I have to say, if I was having a normal evening of drinks and a friends wife behaved like that, I think my husbands reaction would have been a bit different. It sounds like he had at least primed her with some information on bedroom fantasy.

80slass · 12/08/2012 02:14

Thanks goddess its not for me and I'm not prepared to compromise for him. Finding out if it was premeditated is key for me.

OP posts:
izzyizin · 12/08/2012 02:41

You've known the couple for years and, even though the wife has allegedly fancied you for years, she suddenly comes on to you tonight which suggests that your h gave her the green light after some prior discussion with her on an indeterminate date.

And she denied any such conversation had taken place'? To paraphrase a famous saying, 'Well she would, wouldn't she?' T

The fact that she was a pains to assure you, unasked, that no prior discussion had taken placed between and your h speaks for itself.

If your h can only get his rocks off by fantasising about swinging, I suspect he has engaged in this activity at some point - perhaps before you met - and that he's got a porn habit a viewer of threesomes/foursomes/group sex on the net which he accesses via his computer/laptop or phone.

As for his alleged EA of some years ago, I very much doubt that this would have been a purely emotional affair.

It seems to me you need to do some serious thinking around whether you can stay 'very happily' married after tonight and then engage in a frank exchange of views with your h over the next few day/weeks.

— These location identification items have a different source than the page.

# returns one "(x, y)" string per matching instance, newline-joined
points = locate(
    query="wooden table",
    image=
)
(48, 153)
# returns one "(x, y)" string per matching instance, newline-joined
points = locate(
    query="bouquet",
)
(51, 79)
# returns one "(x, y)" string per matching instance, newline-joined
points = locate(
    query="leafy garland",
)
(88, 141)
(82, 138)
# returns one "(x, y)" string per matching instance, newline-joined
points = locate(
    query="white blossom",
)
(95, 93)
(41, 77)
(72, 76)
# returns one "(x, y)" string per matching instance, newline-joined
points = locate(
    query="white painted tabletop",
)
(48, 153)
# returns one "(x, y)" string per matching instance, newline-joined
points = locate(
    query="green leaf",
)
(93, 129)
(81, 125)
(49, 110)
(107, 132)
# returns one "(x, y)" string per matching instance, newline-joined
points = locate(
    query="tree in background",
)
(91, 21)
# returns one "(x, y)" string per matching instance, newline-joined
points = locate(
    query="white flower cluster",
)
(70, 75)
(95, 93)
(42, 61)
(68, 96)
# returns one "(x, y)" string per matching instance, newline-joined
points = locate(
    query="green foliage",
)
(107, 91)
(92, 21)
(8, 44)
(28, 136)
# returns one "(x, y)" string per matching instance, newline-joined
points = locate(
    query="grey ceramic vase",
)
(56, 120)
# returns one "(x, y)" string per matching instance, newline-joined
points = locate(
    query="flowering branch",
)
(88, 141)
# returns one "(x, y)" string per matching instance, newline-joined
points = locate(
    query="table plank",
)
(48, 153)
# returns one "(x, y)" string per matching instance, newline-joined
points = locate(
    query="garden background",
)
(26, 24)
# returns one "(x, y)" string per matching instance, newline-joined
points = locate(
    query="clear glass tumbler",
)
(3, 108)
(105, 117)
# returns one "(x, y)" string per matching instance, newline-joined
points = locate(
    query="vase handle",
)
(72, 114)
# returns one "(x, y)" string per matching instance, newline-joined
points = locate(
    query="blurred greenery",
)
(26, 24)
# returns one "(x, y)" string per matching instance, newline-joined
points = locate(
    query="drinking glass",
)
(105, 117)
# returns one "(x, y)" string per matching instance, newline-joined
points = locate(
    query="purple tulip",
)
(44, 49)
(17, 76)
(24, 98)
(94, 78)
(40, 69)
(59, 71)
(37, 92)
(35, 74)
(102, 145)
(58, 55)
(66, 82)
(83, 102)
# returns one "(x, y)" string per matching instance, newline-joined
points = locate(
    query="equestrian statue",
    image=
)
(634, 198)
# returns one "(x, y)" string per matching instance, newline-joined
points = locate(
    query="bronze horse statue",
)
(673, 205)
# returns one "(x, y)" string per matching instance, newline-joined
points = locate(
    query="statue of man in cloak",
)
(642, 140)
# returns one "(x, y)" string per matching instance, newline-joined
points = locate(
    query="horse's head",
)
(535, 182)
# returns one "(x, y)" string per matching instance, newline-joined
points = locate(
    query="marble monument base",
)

arghhhmiddleage · 12/08/2012 02:44

I think if you've given him the impression that you are into it, as you said in an earlier post, you need to be realistic about how you approach this. If that's the case, he hasn't done anything so wrong, premeditated or not. It's ok to wonder, it's ok to back out, and it's ok to carry on. I'm not sure it's ok to wonder, back out, then get the heebeejeebees because someone gave you the option.

50shadesofslapntickle · 12/08/2012 07:30

You say he has had at least one affair you know about and you think this is a happy marraige? It doesn't sound like you know him much at all in some ways?

ErikNorseman · 12/08/2012 07:47

Is he alleging that swinging couple had no idea that he was into swinging too? That she randomly propositioned you, while your DH was present, with no idea of how either of you would respond? Rubbish. At the very least, there must have been a conversation between your DH and this couple to indicate that you both would be receptive to the idea.
I have to say, if he struggles to come without fantasising about swinging then that's a full on fetish and it's not easy to sustain a good sex life when you don't share a fetish.

Lizzabadger · 12/08/2012 07:49

Oh yuck. How horrible of them to try to manipulate you into this. You don't sound happily married to me.

BlackberryIce · 12/08/2012 11:28

What was this woman's husband doing? Where was he...

HeleninaGoldChariot · 12/08/2012 11:44

OP if you suspect your DH set this up in some way, you are probably correct. Trust your gut instinct here, none of this feels right to you and you have good reason to feel this way from both his track record and preferences.

If this is the case, it is a massive betrayal of your trust, your DH has effectively thrown you up as meat to others to get his own kicks. Vile.

Maybe it is time to tell him he tells you everything, including the full story about the EA and any others (although who knows if he will) if there is any chance of you staying together. Even if he doesn't come clean, his attitude will probably be speak volumes to you. You can then decide whether you want him in your life.